Co-construite avec des avocats et des notaires, cette plateforme entend améliorer la gestion de la relation clients, notamment pour les jeunes professionnels fraîchement installés, mais aussi à faciliter la mise en relation des particuliers avec le « bon » professionnel du droit. Ayant pour raison d’être l’accès au droit pour tous, la start-up nantaise va bientôt déployer un parcours dédié pour les victimes de violences conjugales. Rencontre avec ses fondateurs, Ludovic et Germain Stang. 

C’est une aventure entrepreneuriale familiale pleine d’ambitions. Ludovic et Germain Stang sont père et fils. Tous deux viennent de lancer officiellement « Allaw », leur plateforme d’intermédiation entre professionnels du droit et particuliers, qu’ils ont pour ambition de voir devenir la « première solution française dédiée à l’accès de tous à la justice ». Rien de plus, rien de moins.

Objectif, pour la Legaltech nantaise aujourd’hui composée de sept collaborateurs : faciliter l’accès au droit des justiciables tout en soutenant l’organisation de travail des professionnels du secteur. Un projet auquel ont cru deux business angels, mais aussi un fonds d’investissement nantais grâce à qui la jeune pousse a pu réaliser un premier tour de table d’un coquet montant de 500 000 euros, budget dédié au développement technique de son outil.

En pratique, la plateforme intervient donc à deux niveaux. Côté particuliers, elle propose un accompagnement gratuit et une solution de « matching », via l’IA, pour faciliter la mise en relation avec le professionnel du droit le plus pertinent en fonction de la problématique rencontrée. Côté pro, moyennant un abonnement mensuel d’une centaine d’euros, elle promet de faciliter leur installation et d’améliorer la gestion de leur relation client (prise et suivi des rendez-vous, synchronisation d’agenda, etc.). Au-delà de la mise en relation réciproque, la plateforme permet d’assurer un suivi des rendez-vous. 

Le pitch est simple, mais encore fallait-il y penser. Le JSS s’est entretenu avec les deux co-fondateurs de la plateforme, pour en savoir un peu plus sur ce futur Doctolib du droit prometteur.

JSS : Quels sont vos parcours respectifs et comment avez-vous été amenés à créer Allaw ? 

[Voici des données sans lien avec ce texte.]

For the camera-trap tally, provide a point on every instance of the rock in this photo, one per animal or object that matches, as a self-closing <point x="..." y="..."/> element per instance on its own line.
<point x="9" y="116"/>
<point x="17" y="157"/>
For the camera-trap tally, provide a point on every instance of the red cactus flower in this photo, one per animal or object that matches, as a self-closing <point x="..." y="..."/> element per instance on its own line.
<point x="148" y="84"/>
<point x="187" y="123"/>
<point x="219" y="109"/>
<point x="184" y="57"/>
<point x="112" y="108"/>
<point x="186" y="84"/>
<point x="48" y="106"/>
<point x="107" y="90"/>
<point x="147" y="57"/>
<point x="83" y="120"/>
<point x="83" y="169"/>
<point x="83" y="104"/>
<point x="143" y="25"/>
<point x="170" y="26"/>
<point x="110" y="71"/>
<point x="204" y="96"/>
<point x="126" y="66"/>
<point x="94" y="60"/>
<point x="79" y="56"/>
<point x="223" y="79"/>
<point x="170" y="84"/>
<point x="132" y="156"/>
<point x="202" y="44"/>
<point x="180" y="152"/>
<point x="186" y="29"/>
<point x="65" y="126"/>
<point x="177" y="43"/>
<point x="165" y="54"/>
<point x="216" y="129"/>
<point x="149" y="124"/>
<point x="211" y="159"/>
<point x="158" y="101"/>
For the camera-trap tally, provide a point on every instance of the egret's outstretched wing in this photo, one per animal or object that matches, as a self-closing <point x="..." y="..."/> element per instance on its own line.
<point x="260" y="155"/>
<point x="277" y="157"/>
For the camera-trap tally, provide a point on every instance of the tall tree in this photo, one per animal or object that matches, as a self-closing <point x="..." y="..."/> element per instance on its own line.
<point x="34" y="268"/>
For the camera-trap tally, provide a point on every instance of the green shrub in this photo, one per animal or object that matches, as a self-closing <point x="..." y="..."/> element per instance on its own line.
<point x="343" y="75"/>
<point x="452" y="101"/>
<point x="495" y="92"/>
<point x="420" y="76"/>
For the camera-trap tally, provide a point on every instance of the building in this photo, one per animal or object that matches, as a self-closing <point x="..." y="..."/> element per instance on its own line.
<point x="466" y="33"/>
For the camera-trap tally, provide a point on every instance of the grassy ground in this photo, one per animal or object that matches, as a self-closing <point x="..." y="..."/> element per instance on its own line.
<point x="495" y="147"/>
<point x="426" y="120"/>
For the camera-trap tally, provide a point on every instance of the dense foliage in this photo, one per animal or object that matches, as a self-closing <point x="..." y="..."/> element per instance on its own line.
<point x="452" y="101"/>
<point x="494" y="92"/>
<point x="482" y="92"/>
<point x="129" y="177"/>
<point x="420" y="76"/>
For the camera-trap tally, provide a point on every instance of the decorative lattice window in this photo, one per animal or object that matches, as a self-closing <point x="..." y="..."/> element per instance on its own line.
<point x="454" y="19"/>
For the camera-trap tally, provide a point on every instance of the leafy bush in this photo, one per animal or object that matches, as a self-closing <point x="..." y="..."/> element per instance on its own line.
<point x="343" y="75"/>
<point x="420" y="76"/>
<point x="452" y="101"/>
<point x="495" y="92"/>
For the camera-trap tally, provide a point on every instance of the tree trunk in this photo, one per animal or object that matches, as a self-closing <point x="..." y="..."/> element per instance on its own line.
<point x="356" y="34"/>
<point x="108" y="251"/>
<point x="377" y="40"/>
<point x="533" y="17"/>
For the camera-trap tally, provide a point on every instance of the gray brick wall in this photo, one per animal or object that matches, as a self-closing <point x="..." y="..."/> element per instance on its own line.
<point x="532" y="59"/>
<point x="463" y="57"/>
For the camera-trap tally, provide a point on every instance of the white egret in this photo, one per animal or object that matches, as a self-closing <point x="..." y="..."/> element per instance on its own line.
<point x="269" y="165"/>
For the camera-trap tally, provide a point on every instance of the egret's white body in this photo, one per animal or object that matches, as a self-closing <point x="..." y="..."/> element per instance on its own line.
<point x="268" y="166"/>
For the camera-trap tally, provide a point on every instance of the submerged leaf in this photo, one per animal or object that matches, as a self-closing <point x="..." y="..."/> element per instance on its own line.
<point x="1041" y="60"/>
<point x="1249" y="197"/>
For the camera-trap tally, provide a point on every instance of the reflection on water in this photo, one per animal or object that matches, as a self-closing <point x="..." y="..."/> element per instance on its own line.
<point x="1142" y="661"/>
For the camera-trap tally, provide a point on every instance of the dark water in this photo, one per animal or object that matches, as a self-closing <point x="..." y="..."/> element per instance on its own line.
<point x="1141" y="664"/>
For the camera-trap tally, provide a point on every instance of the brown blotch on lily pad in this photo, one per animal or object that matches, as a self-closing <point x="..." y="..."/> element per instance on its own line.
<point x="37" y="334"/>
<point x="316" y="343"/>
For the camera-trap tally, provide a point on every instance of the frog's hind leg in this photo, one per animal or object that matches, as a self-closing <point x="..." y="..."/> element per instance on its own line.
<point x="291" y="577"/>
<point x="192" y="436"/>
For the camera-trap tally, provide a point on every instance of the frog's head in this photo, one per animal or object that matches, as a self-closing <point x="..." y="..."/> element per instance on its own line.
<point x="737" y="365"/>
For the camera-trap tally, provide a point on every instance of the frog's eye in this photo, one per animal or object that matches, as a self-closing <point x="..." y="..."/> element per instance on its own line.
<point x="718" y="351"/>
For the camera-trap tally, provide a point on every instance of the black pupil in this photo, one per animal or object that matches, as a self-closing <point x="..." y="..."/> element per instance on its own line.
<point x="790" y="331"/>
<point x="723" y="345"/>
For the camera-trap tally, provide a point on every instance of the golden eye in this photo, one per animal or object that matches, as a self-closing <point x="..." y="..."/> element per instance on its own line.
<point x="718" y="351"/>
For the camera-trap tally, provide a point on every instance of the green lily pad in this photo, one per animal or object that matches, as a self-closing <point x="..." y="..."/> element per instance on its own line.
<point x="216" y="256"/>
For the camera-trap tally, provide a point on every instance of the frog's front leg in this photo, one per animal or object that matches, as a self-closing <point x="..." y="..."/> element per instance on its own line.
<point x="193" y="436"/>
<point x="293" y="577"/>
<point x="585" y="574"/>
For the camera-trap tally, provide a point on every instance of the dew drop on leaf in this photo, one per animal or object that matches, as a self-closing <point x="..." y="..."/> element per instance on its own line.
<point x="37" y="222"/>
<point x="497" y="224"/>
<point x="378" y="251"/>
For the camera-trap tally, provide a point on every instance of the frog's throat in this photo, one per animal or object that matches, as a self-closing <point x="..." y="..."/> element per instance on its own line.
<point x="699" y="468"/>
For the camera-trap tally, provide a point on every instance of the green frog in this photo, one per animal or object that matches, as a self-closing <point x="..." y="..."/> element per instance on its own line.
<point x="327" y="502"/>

Germain Stang : De mon côté, j’ai commencé à coder assez jeune, puis j’ai développé un fort attrait pour le CRM (pour Customer Relationship Management, soit une stratégie de gestion des relations d'une entreprise avec ses clients, ndlr). J’ai donc accompagné de jeunes sociétés et des PME dans l’implémentation de ce genre de solutions, avant que ne mûrisse l’idée d’Allaw, au croisement avec le droit et le CRM. 

Ludovic Stang : Pour ma part, j’ai une moitié de carrière en direction commerciale et marketing et une seconde moitié de carrière en direction de projets SI sur des sujets liés au CRM. A la suite de ça, j’ai été manager de transition en tant que directeur général dans une coopérative notariale, et c’est là que j’ai développé un intérêt pour les professionnels du droit, et que les manques qu’ils pouvaient rencontrer me sont apparus.

JSS : Quelles sont les lacunes que vous avez pu identifier ? 

L.S. : Nous nous sommes rendu compte que les professionnels du droit pouvaient être perdus face à tous les outils existants pour eux sur le marché, mais qu’il y avait malgré tout une véritable demande de digitalisation, et qu’à cet égard, ils avaient besoin d’un outil « concentrateur » pour les accompagner et les aider dans leur organisation. Car jusque-là, il y avait de très bons logiciels de rédaction d’actes, qui sont donc des outils de production, qui ont fait leurs preuves, mais il n’existait pas d’outil en tant que tel destiné aux professionnels du droit pour gérer la relation client.


La plateforme Allaw permet notamment aux professionnels du droit de gérer leurs rendez-vous 

Ces professionnels du droit se trouvent qui plus est dans un milieu contraint car ils n’ont pas le droit de faire de publicité. A travers Allaw, ils ont une fenêtre de visibilité, et auront, à terme, la possibilité (légale, cette fois) de faire de la sollicitation personnalisée sur leur portefeuille clients, d’envoyer une newsletter pour apporter du conseil… Ce sont des choses sur lesquelles on a prévu d’évoluer et d’apporter des fonctionnalités. L’idée est de digitaliser totalement la relation et de leur fournir un véritable outil de communication.

JSS : Votre plateforme a justement été créée en co-construction avec des professionnels du droit. Quels sont les besoins que ces derniers ont tout de suite identifiés ?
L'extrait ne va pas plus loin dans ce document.